Secular Student Activist Hacked And Shot To Death In Bangladesh

Bangladeshi police officers investigate at the spot where three motorcycle-riding assailants hacked student activist Nazimuddin Samad to death while walking with a friend, in Dhaka, Bangladesh, Thursday, April 7, 2016. Police suspect 28-year-old Samad was targeted for his outspoken atheism in the Muslim majority country and for supporting a 2013 movement demanding capital punishment for war crimes involving the country's independence war against Pakistan in 1971, according to Dhaka Metropolitan Police Assistant Commissioner Nurul Amin. ( AP Photo)

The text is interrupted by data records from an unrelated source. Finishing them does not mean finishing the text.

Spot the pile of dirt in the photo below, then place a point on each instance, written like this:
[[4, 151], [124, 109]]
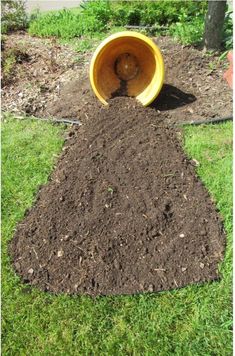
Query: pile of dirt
[[123, 212], [54, 82]]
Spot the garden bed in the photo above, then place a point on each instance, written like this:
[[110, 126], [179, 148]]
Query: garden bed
[[123, 212], [54, 82]]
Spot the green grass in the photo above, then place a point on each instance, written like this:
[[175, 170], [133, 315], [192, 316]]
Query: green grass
[[95, 17], [195, 320]]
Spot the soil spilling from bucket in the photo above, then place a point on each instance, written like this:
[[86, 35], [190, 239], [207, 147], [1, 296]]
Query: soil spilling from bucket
[[122, 213]]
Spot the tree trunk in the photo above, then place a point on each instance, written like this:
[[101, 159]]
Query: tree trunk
[[214, 24]]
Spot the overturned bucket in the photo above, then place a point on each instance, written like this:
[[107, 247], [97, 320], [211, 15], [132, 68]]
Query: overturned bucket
[[127, 63]]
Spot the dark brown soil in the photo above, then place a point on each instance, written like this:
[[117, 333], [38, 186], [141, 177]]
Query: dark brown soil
[[55, 82], [122, 213]]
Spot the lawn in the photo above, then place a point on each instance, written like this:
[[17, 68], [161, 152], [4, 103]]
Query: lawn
[[195, 320]]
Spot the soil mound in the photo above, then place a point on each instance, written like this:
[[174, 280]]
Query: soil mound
[[123, 212], [54, 82]]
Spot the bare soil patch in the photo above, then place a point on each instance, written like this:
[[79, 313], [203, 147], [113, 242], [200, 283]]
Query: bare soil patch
[[54, 82], [123, 212]]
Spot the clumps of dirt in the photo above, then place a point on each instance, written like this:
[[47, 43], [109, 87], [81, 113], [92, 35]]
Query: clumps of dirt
[[191, 90], [123, 212], [37, 81], [54, 83]]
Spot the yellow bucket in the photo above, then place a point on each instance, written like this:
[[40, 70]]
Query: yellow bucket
[[128, 63]]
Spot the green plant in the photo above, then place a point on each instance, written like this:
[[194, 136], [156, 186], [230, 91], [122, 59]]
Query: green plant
[[228, 30], [13, 15]]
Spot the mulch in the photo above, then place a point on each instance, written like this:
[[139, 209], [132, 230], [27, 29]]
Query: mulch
[[123, 212], [53, 81]]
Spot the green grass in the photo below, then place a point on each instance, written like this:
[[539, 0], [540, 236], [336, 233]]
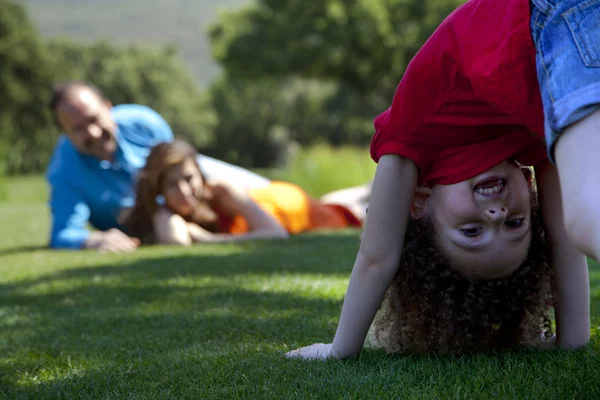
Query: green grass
[[214, 322], [322, 169]]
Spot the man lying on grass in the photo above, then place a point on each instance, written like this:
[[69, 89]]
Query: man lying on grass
[[95, 163]]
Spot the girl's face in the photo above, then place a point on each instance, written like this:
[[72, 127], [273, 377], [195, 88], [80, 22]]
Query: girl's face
[[483, 225], [182, 186]]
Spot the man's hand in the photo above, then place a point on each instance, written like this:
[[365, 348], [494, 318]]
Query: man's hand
[[199, 234], [317, 351], [112, 241]]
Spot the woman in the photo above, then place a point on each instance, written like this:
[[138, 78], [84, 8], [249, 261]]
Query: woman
[[175, 204]]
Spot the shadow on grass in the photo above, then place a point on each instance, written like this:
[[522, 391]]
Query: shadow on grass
[[113, 315]]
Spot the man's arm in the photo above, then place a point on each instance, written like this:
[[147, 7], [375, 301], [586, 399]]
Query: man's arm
[[70, 215], [570, 265]]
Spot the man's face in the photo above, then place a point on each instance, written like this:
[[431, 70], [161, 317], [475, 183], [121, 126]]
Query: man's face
[[87, 121]]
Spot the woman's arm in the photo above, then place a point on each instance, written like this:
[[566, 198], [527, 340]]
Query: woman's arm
[[170, 228], [237, 202], [377, 260], [570, 265]]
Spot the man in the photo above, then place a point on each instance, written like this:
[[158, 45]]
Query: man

A Bangladeshi law student, who posted comments against radical Islamists on Facebook, was hacked by machete-wielding militants before being shot dead from close range here, the latest in a series of brutal attacks on secular bloggers and activists in the Muslim majority country.

Nazimuddin Samad, 28, a masters student of the state-run Jagannath University's law department, was killed by suspected Islamist militants in Old Dhaka's Sutrapur area last night.

He had been on a hit list of 84 atheist bloggers that a group of radical Islamists prepared and sent to Bangladesh's interior ministry.

Samad was attacked by three assailants on a busy road while walking to his home in Gendaria with another youth after completing classes at the university near Bahadur Shah Park.

While murdering Samad, the killers shouted Allah-o-Akbar (God is Great), witnesses said.

The youth accompanying the victim has been missing since the incident, a police official said. "They initially hacked him and then fired gunshots to confirm his death," he added.

Samad, who hailed from Sylhet, was the information and research secretary of Sylhet district unit of Bangabandhu Jatiya Jubo Parishad. He was also an activist of Gonojagoron Moncho's Sylhet wing.

His friends said Samad used to campaign for secularism on Facebook and was critical of radical Islamists.

A day before the murder, he expressed concerns over the country's law and order in a Facebook post.

Samad was known to have been critical of state religion in the Bangladeshi constitution.

Businessmen in the area closed their shops immediately after hearing the gunshots. Police cordoned off the crime scene. They recovered a bullet shell from the spot.

Nurul Amin, assistant commissioner of Sutrapur division, was quoted as saying that police went to the spot and found the body in a pool of blood.

Nurul said it was clear that the assailants kept an eye on Samad's activities for long.

University Proctor Nur Mohammad said Samad got admitted to the university two months ago.

"We have informed his family about the murder and are taking detailed information about him," he said.

No group has claimed responsibility for the attack.

However, in the past the Islamic State has claimed a series of attacks on secular bloggers in the Sunni-majority Bangladesh.